The Vectra Community lab for Serverless Persistence.

What is Detect for AWS?

Detect for AWS offers advanced Threat Detection & Response coverage for the AWS control plane. We leverage advanced AI & ML techniques to monitor all activity in an organization’s global AWS footprint for malicious behaviors. Detect for AWS leverages CloudTrail log and contextual IAM information to find malicious activity, and then attribute it to the malicious actor itself using Vectra’s Kingpin technology. Detect for AWS is delivered as a SaaS (Software as a Service) solution in Vectra’s cloud.

Lab Objective

The Detect for AWS Detection lab has been created to empower Vectra field staff and customers with the option to show concrete Detect for AWS Detections in live environments when the situation calls for it. To accomplish this objective, this lab contains a number of scripts, supporting resources, and associated attacker narratives that provide context for both the value and means of test execution.

Scenario

An attacker finds AWS user credentials in a GitHub repository. These accidentals leaks can happen through misconfiguration of a. gitignore file.

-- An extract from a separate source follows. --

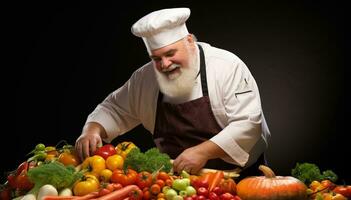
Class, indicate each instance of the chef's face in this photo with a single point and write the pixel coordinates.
(171, 58)
(176, 67)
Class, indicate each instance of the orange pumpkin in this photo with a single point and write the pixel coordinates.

The attack consists of two parts. First attacker performs privilege escalation using Lambda. After the privilege escalation attacker create persistence using a lambda create creates backdoor IAM user credentials for all new users

Lambda Privilege Escalation (Part 1)

  • Stolen IAM credentials have limited access, but can assume IAM roles and query IAM details

  • After IAM discovery campaign, attacker discovers two roles

    • IAM role that has full Lambda access

    • IAM service role that has admin permissions that can only be assumed by Lambda service

  • Attacker assumes the Lambda admin role

  • Attacker creates a privilege escalation Lambda

  • Attacker passes a high privilege Lambda service role

  • Attacker has achieved privilege escalation

Serverless Persistence (Part 2)

  • Attacker pivots to pacu and uses escalated privileges to list Lambda functions

  • Attacker creates a new Lambda function

    • Function has CloudWatch events rule that will trigger when new IAM users is created

Lab Notes

  • There are other ways to install the tools and will depend on distro.

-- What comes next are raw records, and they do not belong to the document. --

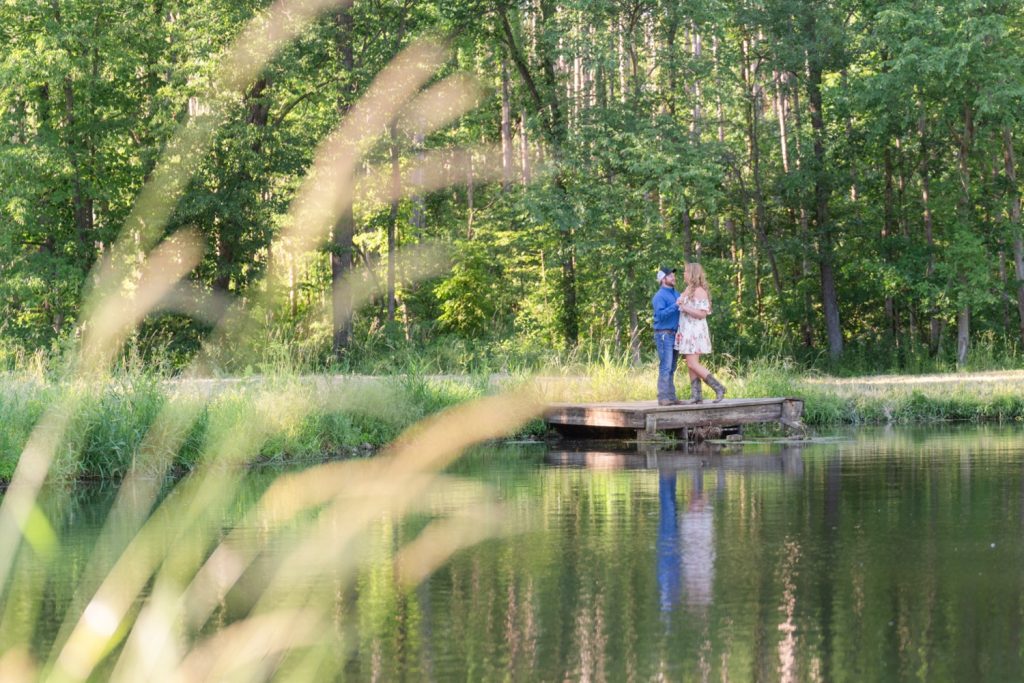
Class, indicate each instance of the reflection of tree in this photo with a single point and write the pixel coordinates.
(696, 531)
(669, 581)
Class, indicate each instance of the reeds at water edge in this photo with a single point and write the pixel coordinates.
(150, 603)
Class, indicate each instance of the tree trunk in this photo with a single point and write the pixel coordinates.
(506, 129)
(470, 207)
(392, 223)
(822, 190)
(524, 148)
(634, 336)
(964, 315)
(887, 232)
(963, 336)
(759, 218)
(1015, 221)
(344, 229)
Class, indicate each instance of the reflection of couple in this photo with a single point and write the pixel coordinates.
(685, 545)
(680, 329)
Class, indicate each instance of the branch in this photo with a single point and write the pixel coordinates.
(517, 58)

  • Setting up the AWS profile may very based on an organizations requirements. For instance SSO would vary between org.

Requirements

  • Linux or MacOS. Windows is not officially supported.

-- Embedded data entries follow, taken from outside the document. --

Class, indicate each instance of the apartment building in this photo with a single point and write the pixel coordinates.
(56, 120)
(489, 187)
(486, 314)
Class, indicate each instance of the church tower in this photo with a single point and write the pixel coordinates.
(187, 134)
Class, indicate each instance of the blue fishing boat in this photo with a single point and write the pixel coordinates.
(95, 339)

    • If you are using Windows we recommand install WSL2

    • If you are using a Linux virtual machine AWS EC2 is not supported

    • In this guide a new Ubuntu VM was created in VM Fusion. This guide goes through setting up the Ubuntu VM.

  • Python3.6+ is required.

  • Terraform >= 0.14 installed and in your $PATH.

  • The AWS CLI installed and in your $PATH, and an AWS account with sufficient privileges to create and destroy resources.